Surau.co. Cinta sering kali tumbuh tanpa suara. Ia seperti embun pagi yang menempel di dedaunan—tenang, jernih, namun menyejukkan siapa pun yang merasakannya. Dalam kehidupan modern yang serba terbuka, ekspresi cinta sering kali ditunjukkan dengan cara yang bising: unggahan foto, kata-kata manis di media sosial, hingga pernyataan yang terlampau terbuka. Namun, Riyadhus Shalihin karya Imam Nawawi mengajarkan bentuk cinta yang lebih dalam dan tenang: cinta yang dijaga dalam diam, namun nyata dalam akhlak, seperti akhlak romantis ala Nabi.

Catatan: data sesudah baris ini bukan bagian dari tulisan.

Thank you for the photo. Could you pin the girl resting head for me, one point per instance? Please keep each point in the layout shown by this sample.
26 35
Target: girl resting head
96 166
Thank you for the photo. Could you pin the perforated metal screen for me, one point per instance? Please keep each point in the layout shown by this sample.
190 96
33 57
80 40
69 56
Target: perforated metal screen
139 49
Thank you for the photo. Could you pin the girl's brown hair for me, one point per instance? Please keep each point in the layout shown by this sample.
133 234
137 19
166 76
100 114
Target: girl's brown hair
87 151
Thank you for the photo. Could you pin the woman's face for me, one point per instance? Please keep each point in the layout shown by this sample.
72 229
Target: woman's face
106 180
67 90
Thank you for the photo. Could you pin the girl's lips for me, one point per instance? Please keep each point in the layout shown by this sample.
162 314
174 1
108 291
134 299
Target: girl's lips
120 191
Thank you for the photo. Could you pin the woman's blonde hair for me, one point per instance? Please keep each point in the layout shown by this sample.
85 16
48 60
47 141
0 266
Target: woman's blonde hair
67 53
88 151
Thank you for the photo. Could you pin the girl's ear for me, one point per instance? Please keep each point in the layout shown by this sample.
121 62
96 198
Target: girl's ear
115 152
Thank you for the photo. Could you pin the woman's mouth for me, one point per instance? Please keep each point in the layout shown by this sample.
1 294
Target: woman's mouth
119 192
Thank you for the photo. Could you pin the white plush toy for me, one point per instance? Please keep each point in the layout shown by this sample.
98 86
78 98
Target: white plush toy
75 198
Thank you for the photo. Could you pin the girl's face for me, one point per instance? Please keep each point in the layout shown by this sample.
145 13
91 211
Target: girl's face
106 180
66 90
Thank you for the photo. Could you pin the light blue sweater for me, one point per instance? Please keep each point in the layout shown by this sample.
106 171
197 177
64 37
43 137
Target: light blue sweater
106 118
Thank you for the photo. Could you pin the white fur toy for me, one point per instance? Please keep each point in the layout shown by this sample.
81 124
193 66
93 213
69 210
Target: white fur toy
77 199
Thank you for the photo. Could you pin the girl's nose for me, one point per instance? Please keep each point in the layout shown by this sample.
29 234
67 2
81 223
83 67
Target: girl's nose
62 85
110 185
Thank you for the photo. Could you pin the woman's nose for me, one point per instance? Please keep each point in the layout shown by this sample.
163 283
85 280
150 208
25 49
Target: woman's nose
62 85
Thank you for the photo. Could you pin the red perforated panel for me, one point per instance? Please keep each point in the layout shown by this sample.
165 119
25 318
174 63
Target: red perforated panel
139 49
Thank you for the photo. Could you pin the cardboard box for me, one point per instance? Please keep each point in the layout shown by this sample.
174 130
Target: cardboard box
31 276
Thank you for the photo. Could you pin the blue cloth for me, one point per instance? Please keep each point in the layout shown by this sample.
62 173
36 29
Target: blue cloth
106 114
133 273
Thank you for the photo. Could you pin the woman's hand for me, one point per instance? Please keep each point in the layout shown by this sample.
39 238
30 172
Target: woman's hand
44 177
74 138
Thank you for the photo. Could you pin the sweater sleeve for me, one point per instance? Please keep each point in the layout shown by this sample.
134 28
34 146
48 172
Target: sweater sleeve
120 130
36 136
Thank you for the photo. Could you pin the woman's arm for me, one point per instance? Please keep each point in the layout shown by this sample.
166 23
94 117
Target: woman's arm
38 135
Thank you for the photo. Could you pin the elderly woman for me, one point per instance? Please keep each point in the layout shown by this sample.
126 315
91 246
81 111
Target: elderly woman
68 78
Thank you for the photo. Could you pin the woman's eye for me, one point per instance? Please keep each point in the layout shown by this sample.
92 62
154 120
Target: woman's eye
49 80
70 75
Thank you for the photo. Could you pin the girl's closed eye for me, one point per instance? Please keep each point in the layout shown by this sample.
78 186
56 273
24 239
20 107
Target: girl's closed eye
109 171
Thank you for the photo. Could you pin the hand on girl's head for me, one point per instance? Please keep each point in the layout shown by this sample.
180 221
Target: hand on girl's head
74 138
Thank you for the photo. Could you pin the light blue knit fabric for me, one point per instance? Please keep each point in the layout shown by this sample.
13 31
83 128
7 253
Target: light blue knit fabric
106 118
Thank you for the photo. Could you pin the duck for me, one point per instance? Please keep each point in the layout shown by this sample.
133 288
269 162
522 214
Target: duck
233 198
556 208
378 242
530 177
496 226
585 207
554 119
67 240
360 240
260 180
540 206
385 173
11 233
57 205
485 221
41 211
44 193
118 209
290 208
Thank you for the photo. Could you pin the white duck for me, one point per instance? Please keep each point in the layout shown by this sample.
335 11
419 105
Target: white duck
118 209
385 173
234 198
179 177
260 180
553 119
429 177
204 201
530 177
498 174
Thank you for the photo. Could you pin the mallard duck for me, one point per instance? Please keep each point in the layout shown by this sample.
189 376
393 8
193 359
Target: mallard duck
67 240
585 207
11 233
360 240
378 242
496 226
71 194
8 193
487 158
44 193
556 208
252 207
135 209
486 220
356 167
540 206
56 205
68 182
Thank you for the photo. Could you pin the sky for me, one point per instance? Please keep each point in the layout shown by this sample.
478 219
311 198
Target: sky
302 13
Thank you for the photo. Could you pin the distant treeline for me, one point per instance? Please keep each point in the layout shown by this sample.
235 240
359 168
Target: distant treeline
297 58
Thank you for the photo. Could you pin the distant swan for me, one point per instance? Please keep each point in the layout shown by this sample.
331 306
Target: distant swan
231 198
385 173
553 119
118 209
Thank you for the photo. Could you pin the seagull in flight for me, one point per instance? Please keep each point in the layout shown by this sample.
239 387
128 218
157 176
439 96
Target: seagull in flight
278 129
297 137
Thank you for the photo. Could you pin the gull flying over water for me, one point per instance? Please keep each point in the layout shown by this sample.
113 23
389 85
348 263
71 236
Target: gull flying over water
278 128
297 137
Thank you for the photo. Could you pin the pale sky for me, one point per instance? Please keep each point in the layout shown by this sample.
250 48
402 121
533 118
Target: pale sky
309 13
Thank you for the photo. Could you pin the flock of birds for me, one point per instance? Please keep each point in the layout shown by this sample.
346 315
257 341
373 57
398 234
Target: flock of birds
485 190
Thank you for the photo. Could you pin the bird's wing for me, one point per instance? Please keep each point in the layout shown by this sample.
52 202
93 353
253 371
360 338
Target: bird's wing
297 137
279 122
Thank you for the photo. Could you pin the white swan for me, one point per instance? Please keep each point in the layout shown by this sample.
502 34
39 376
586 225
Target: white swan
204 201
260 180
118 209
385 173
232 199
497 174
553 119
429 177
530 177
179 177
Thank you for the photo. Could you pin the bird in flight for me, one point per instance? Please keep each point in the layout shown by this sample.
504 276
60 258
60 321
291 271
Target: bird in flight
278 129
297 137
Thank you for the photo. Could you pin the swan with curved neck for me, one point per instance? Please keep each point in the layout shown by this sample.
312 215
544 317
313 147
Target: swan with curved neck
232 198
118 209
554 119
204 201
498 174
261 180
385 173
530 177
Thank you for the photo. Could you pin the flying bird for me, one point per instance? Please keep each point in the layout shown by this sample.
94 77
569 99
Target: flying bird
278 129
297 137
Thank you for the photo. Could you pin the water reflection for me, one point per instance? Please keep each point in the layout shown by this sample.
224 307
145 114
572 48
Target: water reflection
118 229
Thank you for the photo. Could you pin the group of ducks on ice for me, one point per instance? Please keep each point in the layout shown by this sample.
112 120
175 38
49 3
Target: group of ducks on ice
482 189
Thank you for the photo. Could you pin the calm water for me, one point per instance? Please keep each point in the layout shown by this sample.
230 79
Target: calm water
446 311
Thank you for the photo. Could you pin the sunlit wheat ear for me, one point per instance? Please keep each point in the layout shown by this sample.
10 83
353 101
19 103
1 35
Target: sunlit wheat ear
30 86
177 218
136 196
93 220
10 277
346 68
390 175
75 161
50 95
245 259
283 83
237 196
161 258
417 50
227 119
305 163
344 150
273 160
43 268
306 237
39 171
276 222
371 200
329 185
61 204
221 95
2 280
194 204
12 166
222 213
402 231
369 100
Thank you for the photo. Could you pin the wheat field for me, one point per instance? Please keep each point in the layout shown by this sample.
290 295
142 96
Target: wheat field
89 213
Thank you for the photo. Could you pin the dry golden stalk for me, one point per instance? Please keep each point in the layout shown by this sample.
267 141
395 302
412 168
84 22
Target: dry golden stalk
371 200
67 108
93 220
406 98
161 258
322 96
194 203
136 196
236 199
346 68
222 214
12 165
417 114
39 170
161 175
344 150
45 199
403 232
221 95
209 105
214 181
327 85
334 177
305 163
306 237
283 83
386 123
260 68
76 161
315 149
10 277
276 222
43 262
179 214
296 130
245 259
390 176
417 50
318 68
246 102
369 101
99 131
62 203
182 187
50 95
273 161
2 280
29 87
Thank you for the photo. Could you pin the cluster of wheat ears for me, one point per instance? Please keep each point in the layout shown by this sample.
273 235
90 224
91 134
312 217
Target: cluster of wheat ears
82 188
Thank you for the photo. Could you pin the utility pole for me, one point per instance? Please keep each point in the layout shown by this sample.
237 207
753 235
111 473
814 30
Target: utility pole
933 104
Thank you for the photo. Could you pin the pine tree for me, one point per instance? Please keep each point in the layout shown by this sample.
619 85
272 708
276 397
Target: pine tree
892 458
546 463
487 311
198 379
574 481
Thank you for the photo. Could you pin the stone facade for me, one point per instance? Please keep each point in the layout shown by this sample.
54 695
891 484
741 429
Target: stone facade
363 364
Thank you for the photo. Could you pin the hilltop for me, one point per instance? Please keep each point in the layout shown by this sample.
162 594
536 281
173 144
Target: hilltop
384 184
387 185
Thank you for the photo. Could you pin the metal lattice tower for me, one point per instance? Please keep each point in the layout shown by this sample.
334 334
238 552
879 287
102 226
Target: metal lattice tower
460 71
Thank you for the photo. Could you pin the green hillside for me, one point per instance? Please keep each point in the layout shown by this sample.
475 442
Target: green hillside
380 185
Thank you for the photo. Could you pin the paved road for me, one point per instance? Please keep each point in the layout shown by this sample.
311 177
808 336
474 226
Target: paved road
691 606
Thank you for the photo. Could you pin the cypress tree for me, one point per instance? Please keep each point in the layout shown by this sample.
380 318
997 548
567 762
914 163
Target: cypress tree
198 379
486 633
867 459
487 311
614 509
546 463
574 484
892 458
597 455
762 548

Dalam Islam, cinta bukan sekadar rasa, tapi juga tanggung jawab moral dan spiritual. Nabi Muhammad ﷺ tidak pernah menampilkan cinta dengan cara berlebihan, tetapi melalui ketulusan, kesabaran, dan keindahan budi pekerti. Itulah cinta yang tidak sekadar menggetarkan hati, tetapi juga menuntun jiwa menuju kedewasaan iman.
Meneladani Akhlak Romantis Nabi ﷺ
Imam Nawawi dalam Riyadhus Shalihin, bab Husnul Khuluq (Akhlak yang Baik), menukil sabda Nabi ﷺ:
« خَيْرُكُمْ خَيْرُكُمْ لأَهْلِهِ، وَأَنَا خَيْرُكُمْ لأَهْلِي »
“Sebaik-baik kalian adalah yang paling baik terhadap keluarganya, dan aku adalah yang paling baik terhadap keluargaku.” (HR. Tirmidzi)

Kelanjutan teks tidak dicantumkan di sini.